第一次见面,是我第一次进入侗寨。
第一次感受大碗大碗的米酒、方形矮桌连成线的合拢宴、侗族原生态的芦笙和侗族歌舞,第一次在天冷的时候,躲在木寨子的二层围坐在火炉边烤着糍粑粑,吃着侗族人自家腌制的酸萝卜、酸豆角、腌肉腌鱼。
老人家拉着我的手朝着我笑,我能清晰的感受到老手上的老茧和满脸皱纹间透出的温暖,老人家拉高着声调用方言一口一个:王仔~,老人家就这么喊着,我就那么乖顺的应着;
第二次见面,是老人家的丈夫去世,我们回去奔丧。
开了十三小时的长途,拖着酸软的双腿来到灵前给逝者上香、烧纸,凌晨夜里的寒气逼人,纸钱燃烧化灰的一瞬间,成为了寒夜里的唯一的暖意,我着灵前的棺椁,手里不停的烧着纸钱、心里祈祷着,香烛烟、纸钱燃后的烟缭绕在眼前,熏得眼睛难受。
凌晨没有敢上楼打扰老人家休息,所以第二天清晨早早的赶来,来到二楼陪老人家聊聊天,老人家异常憔悴,看到我们的到来才多了一丝活跃,依然拉着手喊着:王仔。

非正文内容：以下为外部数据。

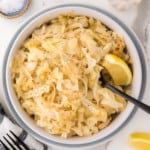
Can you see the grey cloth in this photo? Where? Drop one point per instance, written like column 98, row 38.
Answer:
column 6, row 125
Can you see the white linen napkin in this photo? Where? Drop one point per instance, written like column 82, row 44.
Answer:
column 6, row 125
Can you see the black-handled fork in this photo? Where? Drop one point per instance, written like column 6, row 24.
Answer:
column 13, row 142
column 136, row 102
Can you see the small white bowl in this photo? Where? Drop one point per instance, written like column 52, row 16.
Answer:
column 138, row 85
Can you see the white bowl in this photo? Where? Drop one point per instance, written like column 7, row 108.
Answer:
column 138, row 85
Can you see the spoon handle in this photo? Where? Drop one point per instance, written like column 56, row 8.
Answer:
column 141, row 105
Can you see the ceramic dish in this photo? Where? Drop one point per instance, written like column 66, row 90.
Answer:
column 138, row 85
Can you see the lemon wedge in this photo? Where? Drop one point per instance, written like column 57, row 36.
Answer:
column 141, row 141
column 118, row 69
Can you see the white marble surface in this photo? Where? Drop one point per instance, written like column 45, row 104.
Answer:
column 140, row 121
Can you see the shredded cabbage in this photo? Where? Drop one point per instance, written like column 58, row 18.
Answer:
column 56, row 73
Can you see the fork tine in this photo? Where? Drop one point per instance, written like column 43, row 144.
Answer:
column 4, row 145
column 17, row 144
column 21, row 142
column 9, row 143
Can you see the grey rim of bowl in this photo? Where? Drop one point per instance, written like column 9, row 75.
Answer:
column 143, row 86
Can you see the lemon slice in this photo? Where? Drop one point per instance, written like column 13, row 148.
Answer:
column 118, row 69
column 141, row 141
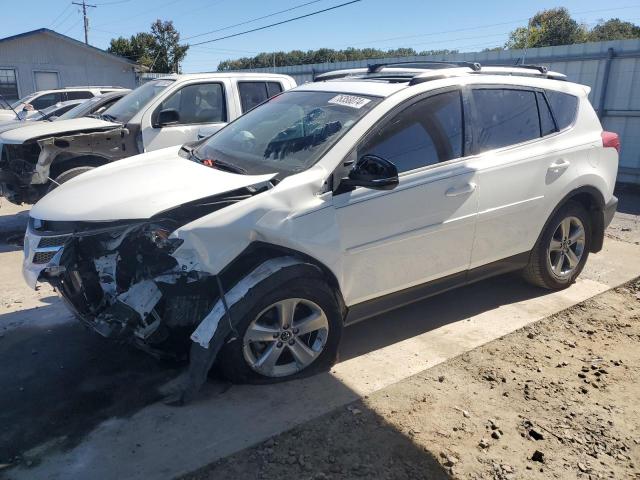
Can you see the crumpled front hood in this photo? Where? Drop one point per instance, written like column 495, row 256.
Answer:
column 61, row 127
column 137, row 187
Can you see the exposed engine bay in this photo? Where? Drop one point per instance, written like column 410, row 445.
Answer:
column 120, row 278
column 27, row 169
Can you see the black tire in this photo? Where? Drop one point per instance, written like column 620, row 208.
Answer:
column 67, row 175
column 539, row 271
column 301, row 282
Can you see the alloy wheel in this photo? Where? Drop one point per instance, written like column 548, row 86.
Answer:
column 285, row 337
column 566, row 247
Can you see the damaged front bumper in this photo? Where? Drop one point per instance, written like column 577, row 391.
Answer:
column 120, row 280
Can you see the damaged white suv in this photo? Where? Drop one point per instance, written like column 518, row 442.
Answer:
column 330, row 203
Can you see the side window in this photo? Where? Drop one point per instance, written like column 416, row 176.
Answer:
column 273, row 88
column 505, row 117
column 428, row 132
column 79, row 95
column 199, row 103
column 105, row 106
column 46, row 100
column 564, row 108
column 547, row 125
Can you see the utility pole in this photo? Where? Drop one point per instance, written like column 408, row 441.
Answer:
column 84, row 6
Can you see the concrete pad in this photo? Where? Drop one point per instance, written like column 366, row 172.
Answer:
column 162, row 442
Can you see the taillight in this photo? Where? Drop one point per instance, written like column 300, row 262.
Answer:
column 611, row 140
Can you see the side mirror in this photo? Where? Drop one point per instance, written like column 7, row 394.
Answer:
column 170, row 116
column 372, row 172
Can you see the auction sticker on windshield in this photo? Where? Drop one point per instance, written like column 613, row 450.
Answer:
column 352, row 101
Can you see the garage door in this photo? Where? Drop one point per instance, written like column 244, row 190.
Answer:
column 46, row 80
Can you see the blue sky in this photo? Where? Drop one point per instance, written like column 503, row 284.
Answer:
column 466, row 25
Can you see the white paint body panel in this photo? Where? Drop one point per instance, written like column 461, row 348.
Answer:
column 155, row 138
column 48, row 129
column 133, row 189
column 374, row 242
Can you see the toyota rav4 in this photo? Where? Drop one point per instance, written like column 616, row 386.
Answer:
column 330, row 203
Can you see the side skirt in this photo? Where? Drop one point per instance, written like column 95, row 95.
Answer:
column 386, row 303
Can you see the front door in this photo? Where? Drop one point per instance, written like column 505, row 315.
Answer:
column 423, row 229
column 201, row 107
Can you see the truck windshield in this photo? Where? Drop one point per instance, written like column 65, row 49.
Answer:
column 287, row 134
column 125, row 108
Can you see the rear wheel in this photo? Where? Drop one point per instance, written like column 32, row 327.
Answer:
column 291, row 330
column 67, row 175
column 562, row 250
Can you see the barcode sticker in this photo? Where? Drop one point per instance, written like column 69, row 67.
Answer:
column 352, row 101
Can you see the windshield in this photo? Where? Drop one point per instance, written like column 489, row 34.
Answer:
column 81, row 109
column 285, row 135
column 26, row 99
column 125, row 108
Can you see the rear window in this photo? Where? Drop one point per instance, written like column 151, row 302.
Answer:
column 505, row 117
column 564, row 108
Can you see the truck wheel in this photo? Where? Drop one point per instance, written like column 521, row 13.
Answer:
column 562, row 250
column 292, row 329
column 67, row 175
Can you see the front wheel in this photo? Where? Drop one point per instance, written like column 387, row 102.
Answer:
column 562, row 250
column 292, row 329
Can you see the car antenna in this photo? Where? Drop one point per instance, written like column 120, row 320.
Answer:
column 9, row 105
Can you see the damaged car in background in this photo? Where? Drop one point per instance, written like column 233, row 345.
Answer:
column 168, row 111
column 326, row 205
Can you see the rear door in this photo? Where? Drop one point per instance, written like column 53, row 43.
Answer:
column 423, row 229
column 202, row 106
column 511, row 125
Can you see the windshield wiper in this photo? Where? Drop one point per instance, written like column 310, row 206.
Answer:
column 228, row 167
column 219, row 164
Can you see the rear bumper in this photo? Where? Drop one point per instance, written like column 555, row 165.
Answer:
column 610, row 210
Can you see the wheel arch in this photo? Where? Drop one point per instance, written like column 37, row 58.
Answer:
column 593, row 201
column 257, row 252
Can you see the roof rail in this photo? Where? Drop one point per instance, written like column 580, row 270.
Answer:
column 434, row 70
column 377, row 67
column 540, row 68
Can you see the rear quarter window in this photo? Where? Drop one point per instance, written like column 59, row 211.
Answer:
column 505, row 117
column 564, row 107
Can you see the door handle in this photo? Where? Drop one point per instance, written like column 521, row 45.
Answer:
column 559, row 165
column 463, row 190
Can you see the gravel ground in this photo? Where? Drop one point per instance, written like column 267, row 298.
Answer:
column 557, row 399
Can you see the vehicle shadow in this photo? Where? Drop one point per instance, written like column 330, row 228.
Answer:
column 434, row 312
column 59, row 380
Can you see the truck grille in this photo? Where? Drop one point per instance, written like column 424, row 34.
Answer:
column 47, row 242
column 43, row 257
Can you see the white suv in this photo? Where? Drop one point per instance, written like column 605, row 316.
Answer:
column 330, row 203
column 32, row 103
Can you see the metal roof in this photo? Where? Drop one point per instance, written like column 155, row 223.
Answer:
column 47, row 31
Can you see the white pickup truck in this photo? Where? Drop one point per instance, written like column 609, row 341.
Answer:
column 168, row 111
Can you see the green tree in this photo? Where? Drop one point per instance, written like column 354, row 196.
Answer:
column 546, row 28
column 159, row 51
column 322, row 55
column 613, row 29
column 167, row 49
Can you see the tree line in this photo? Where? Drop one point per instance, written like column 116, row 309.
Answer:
column 160, row 49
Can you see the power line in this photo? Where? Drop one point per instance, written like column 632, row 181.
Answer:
column 64, row 20
column 84, row 6
column 253, row 19
column 60, row 15
column 278, row 23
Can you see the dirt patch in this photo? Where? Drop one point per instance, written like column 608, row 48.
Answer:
column 558, row 399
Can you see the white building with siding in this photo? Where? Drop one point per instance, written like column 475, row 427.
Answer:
column 43, row 59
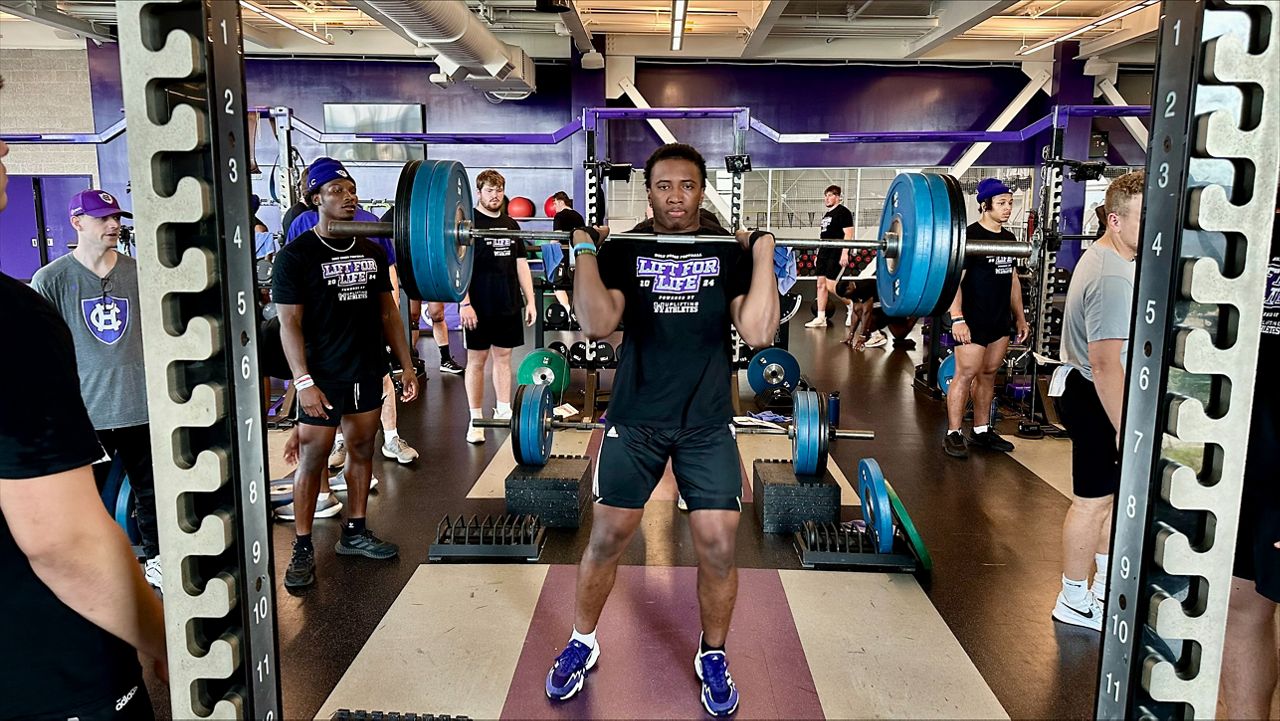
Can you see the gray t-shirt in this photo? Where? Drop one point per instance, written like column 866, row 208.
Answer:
column 104, row 318
column 1098, row 306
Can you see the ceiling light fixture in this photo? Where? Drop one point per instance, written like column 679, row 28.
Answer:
column 679, row 9
column 283, row 22
column 1095, row 24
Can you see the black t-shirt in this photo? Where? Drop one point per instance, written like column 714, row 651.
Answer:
column 341, row 292
column 567, row 219
column 58, row 660
column 494, row 283
column 988, row 281
column 673, row 365
column 833, row 223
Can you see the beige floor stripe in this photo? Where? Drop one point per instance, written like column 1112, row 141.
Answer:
column 434, row 651
column 492, row 482
column 878, row 649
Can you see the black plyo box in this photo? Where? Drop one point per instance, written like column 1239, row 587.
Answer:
column 784, row 501
column 558, row 493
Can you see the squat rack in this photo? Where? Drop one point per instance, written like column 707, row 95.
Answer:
column 184, row 89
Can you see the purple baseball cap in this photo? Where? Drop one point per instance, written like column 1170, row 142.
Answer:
column 99, row 204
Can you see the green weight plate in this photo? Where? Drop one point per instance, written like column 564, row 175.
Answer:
column 534, row 413
column 544, row 368
column 440, row 201
column 913, row 537
column 901, row 281
column 772, row 368
column 946, row 372
column 877, row 510
column 403, row 234
column 958, row 236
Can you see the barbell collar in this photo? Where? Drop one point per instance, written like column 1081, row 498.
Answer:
column 369, row 229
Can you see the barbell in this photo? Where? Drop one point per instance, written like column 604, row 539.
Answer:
column 533, row 427
column 920, row 249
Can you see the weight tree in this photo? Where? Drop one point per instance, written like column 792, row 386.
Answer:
column 184, row 94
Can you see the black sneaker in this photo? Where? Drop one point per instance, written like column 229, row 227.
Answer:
column 449, row 365
column 302, row 567
column 991, row 439
column 366, row 544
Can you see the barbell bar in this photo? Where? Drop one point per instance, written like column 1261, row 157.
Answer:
column 922, row 238
column 533, row 428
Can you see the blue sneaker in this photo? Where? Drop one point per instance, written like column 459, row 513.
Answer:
column 720, row 694
column 568, row 674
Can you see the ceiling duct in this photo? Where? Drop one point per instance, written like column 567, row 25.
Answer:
column 465, row 48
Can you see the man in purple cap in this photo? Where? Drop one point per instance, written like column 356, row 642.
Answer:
column 337, row 318
column 988, row 301
column 95, row 288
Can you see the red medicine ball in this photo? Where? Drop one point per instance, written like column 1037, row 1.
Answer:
column 520, row 208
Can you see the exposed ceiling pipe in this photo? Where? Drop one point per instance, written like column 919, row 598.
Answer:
column 464, row 46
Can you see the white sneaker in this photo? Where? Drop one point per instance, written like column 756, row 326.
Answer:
column 338, row 483
column 151, row 571
column 1088, row 617
column 327, row 507
column 877, row 340
column 400, row 450
column 338, row 456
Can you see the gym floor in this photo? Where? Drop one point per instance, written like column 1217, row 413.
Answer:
column 978, row 642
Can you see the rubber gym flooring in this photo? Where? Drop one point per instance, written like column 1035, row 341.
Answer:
column 478, row 639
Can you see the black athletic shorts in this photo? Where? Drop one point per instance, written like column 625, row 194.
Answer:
column 705, row 461
column 346, row 398
column 828, row 263
column 1095, row 459
column 501, row 331
column 1256, row 556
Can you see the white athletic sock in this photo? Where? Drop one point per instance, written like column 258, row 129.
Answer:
column 585, row 639
column 1074, row 592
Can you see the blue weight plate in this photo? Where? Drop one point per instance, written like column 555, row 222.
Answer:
column 940, row 238
column 877, row 510
column 807, row 419
column 772, row 368
column 535, row 433
column 447, row 202
column 402, row 234
column 419, row 256
column 946, row 372
column 901, row 282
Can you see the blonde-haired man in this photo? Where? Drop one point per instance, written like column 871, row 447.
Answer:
column 1096, row 328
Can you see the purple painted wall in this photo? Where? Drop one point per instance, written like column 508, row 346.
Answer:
column 832, row 97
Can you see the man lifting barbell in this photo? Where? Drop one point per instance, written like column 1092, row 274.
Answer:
column 988, row 299
column 671, row 400
column 337, row 316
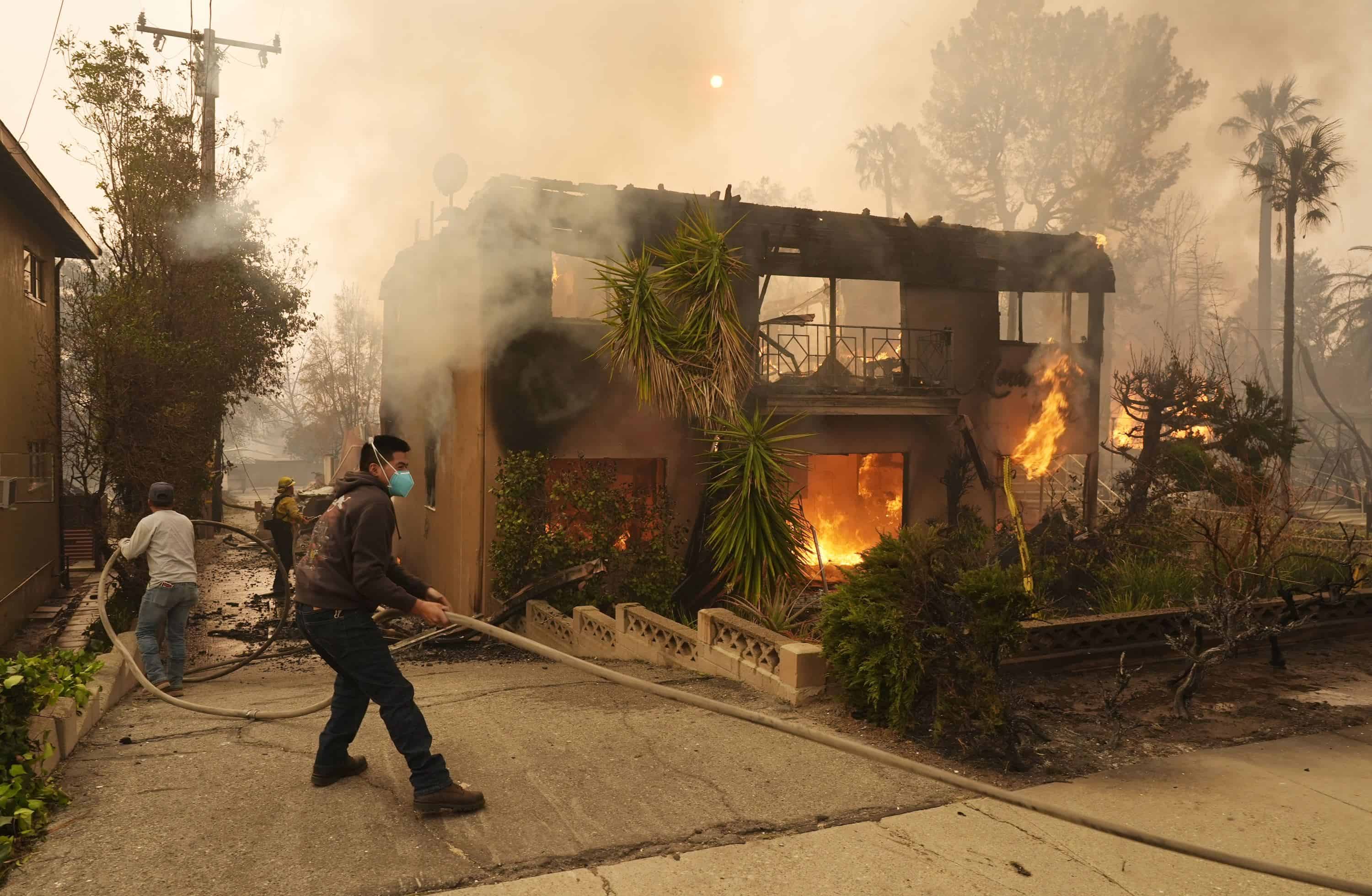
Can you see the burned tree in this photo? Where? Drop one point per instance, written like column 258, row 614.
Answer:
column 1164, row 397
column 1248, row 558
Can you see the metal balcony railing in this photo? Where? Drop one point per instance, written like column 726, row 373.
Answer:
column 852, row 358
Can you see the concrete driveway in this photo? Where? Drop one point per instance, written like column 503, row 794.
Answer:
column 577, row 773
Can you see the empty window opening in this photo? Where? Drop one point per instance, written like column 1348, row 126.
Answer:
column 575, row 288
column 850, row 500
column 1045, row 316
column 32, row 276
column 431, row 473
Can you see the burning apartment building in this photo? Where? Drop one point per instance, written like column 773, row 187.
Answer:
column 903, row 343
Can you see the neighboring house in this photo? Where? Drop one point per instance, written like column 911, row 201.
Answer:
column 38, row 234
column 887, row 332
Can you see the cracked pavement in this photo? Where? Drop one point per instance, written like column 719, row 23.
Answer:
column 1302, row 802
column 579, row 774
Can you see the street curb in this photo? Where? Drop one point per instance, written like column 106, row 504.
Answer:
column 65, row 726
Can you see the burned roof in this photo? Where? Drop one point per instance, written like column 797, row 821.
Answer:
column 595, row 220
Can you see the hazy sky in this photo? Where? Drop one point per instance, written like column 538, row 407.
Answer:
column 615, row 92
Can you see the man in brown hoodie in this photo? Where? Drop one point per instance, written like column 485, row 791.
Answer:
column 346, row 574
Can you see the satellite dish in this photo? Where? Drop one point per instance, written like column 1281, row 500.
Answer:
column 450, row 173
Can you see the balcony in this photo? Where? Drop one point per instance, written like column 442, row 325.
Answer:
column 822, row 368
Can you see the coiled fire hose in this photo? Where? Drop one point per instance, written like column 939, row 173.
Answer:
column 825, row 739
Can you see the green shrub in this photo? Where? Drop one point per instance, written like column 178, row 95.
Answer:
column 547, row 522
column 918, row 630
column 789, row 608
column 28, row 685
column 1139, row 581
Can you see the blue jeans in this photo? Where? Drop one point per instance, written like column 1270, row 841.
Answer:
column 172, row 604
column 352, row 644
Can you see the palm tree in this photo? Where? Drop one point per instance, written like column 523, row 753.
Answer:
column 1301, row 179
column 884, row 160
column 673, row 324
column 1271, row 116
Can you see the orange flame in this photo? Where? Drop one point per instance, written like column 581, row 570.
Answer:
column 1121, row 432
column 1123, row 435
column 847, row 519
column 1036, row 451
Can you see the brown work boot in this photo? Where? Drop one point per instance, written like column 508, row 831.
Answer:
column 455, row 796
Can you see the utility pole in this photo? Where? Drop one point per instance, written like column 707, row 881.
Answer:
column 208, row 88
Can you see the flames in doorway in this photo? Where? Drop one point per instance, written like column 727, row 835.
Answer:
column 1058, row 378
column 850, row 500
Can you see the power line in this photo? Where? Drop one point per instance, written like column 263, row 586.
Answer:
column 46, row 58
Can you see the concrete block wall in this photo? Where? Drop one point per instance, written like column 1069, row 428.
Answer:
column 722, row 644
column 65, row 726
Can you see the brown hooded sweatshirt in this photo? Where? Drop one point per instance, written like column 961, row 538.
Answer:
column 349, row 563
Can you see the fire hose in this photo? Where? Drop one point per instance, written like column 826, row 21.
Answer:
column 824, row 739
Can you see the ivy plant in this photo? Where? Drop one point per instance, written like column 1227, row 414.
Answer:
column 29, row 685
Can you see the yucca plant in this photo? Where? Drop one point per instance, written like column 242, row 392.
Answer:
column 792, row 608
column 756, row 530
column 677, row 328
column 643, row 331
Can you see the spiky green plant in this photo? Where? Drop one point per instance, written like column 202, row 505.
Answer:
column 643, row 331
column 677, row 328
column 756, row 529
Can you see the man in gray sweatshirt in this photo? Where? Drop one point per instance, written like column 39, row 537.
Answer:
column 169, row 541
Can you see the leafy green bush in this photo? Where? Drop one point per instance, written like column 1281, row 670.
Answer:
column 1142, row 581
column 918, row 630
column 28, row 685
column 549, row 521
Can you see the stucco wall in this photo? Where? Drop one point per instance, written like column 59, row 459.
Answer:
column 29, row 533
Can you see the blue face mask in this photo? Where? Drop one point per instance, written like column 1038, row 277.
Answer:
column 401, row 480
column 401, row 484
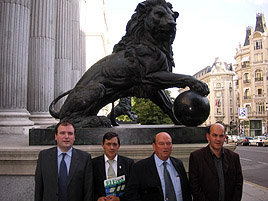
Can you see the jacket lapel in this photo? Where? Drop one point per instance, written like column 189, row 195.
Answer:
column 101, row 168
column 73, row 165
column 210, row 161
column 53, row 164
column 120, row 166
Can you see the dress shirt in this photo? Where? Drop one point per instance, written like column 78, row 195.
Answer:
column 173, row 174
column 219, row 169
column 67, row 159
column 114, row 165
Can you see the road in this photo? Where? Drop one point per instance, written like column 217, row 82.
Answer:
column 254, row 161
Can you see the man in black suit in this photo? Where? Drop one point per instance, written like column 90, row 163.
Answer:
column 63, row 172
column 159, row 177
column 120, row 165
column 215, row 173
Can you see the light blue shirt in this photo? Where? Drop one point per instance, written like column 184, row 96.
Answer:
column 67, row 159
column 173, row 174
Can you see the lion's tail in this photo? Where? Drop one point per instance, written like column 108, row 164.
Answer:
column 52, row 111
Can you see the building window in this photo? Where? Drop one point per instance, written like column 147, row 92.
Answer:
column 246, row 78
column 218, row 85
column 246, row 94
column 257, row 45
column 258, row 58
column 260, row 109
column 258, row 76
column 245, row 64
column 248, row 109
column 259, row 91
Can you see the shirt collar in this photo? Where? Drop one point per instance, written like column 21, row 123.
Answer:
column 69, row 152
column 106, row 158
column 159, row 162
column 213, row 154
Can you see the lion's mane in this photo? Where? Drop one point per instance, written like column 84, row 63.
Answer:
column 138, row 32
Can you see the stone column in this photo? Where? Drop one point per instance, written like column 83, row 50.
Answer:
column 14, row 43
column 63, row 62
column 41, row 61
column 76, row 46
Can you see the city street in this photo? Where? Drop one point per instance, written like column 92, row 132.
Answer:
column 254, row 163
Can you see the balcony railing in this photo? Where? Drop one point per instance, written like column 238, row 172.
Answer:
column 246, row 81
column 258, row 79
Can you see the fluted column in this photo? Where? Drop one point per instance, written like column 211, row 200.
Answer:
column 41, row 60
column 14, row 43
column 63, row 62
column 76, row 46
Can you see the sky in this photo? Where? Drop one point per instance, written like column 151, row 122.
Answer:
column 206, row 29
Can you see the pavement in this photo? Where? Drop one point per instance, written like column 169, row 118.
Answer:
column 251, row 191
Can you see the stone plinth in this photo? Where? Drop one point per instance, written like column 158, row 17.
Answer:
column 128, row 134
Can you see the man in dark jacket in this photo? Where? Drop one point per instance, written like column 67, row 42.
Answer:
column 159, row 177
column 214, row 172
column 102, row 168
column 64, row 173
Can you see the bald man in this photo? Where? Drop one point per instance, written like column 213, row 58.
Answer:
column 215, row 173
column 148, row 177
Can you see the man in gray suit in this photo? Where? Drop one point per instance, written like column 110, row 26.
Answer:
column 63, row 172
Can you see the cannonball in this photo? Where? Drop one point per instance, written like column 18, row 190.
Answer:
column 191, row 109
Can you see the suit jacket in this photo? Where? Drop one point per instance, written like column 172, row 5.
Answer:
column 124, row 166
column 204, row 179
column 145, row 184
column 79, row 181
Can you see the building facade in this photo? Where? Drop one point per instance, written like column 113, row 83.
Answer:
column 46, row 47
column 220, row 78
column 252, row 73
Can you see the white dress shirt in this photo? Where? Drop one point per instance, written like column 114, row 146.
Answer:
column 114, row 165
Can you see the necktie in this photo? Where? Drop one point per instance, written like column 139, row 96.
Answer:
column 170, row 192
column 111, row 173
column 63, row 179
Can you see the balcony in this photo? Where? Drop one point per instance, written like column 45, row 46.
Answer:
column 258, row 79
column 247, row 97
column 259, row 96
column 246, row 81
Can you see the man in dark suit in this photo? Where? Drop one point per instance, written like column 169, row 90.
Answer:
column 102, row 169
column 159, row 177
column 63, row 172
column 215, row 173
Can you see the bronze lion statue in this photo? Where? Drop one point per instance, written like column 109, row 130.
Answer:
column 140, row 65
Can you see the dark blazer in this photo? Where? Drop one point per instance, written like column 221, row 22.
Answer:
column 145, row 184
column 80, row 179
column 124, row 166
column 204, row 178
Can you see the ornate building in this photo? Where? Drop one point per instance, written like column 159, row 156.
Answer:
column 252, row 71
column 220, row 80
column 46, row 46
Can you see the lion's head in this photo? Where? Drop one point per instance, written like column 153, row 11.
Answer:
column 153, row 23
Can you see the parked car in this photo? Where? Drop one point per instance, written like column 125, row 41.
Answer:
column 250, row 140
column 242, row 141
column 259, row 141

然后说了很多话,虽然很多我没有听懂,但是依然那么应着。
接连几天的细雨,让天气异常寒冷,每天陪着老人家烤着火炉说着话,逝者出殡的那天,我们踩着泥泞爬着山路为逝者送行,老人家静默的坐在家里,看着一个方向。
直到我们走的那天,老人突然的伤感起来,用布满老茧的双手擦拭着皱纹间早已干涩到没有眼泪的双眼,我们出发的时候老人早已收拾好情绪,说了很多,我听懂了一句:要记得回来看我啊,王仔~
期间用微信视频过几次,每次老人都会笑的很开心,每次依旧会喊:王仔~每次依旧会说:要回来看我~
最后一次视频,应该是老人90岁大寿的时候,我们不知道是老人生日,忘记是中秋还是什么节气了,想着和老人视频问候下,结果视频接通,老人膝前子孙成群的吃着蛋糕,老人也异常的开心,见到视频的我们依旧喊着:王仔~,看到十六喊着:小王仔~,我们在这边教十六喊着:太婆,老人那边笑的好开心好开心。
前晚,我正和老领导在外面喝酒,媳妇儿发了个微信过来:外婆走了。
老人家是媳妇儿的外婆,每次见到我都特别的亲切,也姓王,每次都开心的喊我:王仔~我也会开心的应着,老人的离开,给了我一种不一样的悲伤。
外婆,我们北方叫姥姥,对于姥姥我有特殊的情感,记得我的姥姥出殡的那天,起棺那一刻我就在众人前跪下泣不成声,那年我9岁,也是那年我开始离开了家乡。
随着年纪的增长,身边多了生离聚散,对于离开我们的亲人,愿逝者安息,天堂喜乐。